Segundo Marco Melo, as mulheres já nascem com o número de óvulos armazenados em toda a sua vida. Com o passar do tempo vai gastando os óvulos e os que permanecem passam por processo de envelhecimento e perdem a qualidade.
“Por isso o efeito do tempo sobre a taxa de gravidez. O congelamento de óvulos, embriões ou sêmen interrompe o metabolismo e eles podem ser preservados por tempo indeterminado”, explica.
Nos últimos oito anos, a procura pela criopreservação apresenta grande interesse. O receio de uma gravidez durante um processo de pandemia sem que se tenha ainda conhecimentos científicos sobre sua influência na saúde do bebê fez com que muitos casais adiassem os planos de filhos.
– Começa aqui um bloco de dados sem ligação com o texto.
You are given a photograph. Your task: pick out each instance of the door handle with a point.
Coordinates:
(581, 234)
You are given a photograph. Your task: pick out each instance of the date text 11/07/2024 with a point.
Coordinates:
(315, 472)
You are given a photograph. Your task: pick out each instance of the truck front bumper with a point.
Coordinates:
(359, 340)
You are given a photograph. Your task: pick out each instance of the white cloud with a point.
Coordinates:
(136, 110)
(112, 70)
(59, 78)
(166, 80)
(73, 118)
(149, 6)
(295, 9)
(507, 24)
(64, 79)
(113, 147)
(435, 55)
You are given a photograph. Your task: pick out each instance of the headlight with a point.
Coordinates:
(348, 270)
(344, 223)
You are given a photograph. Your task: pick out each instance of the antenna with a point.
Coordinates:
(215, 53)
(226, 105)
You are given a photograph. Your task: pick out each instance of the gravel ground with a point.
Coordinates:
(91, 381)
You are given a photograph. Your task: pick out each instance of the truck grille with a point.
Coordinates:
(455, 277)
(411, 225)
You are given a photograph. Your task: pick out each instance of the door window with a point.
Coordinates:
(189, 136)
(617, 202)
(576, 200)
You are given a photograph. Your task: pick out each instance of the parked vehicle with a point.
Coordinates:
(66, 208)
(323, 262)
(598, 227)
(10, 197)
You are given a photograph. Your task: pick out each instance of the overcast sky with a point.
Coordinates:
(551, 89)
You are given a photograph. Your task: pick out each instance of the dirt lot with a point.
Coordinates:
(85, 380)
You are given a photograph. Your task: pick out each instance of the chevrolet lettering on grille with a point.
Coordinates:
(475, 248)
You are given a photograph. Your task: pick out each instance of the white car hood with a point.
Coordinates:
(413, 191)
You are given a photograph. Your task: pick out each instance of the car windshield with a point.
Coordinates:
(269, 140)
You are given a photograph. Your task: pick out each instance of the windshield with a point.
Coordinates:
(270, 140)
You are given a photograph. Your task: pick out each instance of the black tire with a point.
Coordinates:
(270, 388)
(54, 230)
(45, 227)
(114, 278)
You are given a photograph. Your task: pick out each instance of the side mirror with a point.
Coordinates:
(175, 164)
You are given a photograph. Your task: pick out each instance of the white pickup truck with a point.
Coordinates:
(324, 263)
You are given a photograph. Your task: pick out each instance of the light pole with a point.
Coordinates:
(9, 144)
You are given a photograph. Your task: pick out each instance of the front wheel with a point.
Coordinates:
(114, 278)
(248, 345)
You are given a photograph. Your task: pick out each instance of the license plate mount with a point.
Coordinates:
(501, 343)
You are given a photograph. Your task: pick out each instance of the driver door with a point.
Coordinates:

Além de quem opta pela maternidade tardia, outra indicação é para quem passará por tratamentos oncológicos ou cirurgias mutiladoras, como ocorre na endometriose (crescimento anormal de tecido fora revestimento uterino) ou com a retirada de tumores ginecológicos benignos.
A indicação do congelamento de óvulos é uma alternativa para preservação do potencial produtivo, antes dos procedimentos.
Sabino destaca que a técnica de preservação da fertilidade com o congelamento pode ocorrer em qualquer idade até 45 anos, contudo, o potencial de sucesso está diretamente relacionado à idade no momento do procedimento. Os resultados são melhores, quando essa prática ocorre antes dos 38 anos, mas isso não impossibilita o processo em idade mais avançada. Nesse cenário, serão necessários mais ciclos de coleta de óvulos para ampliar a chance de sucesso.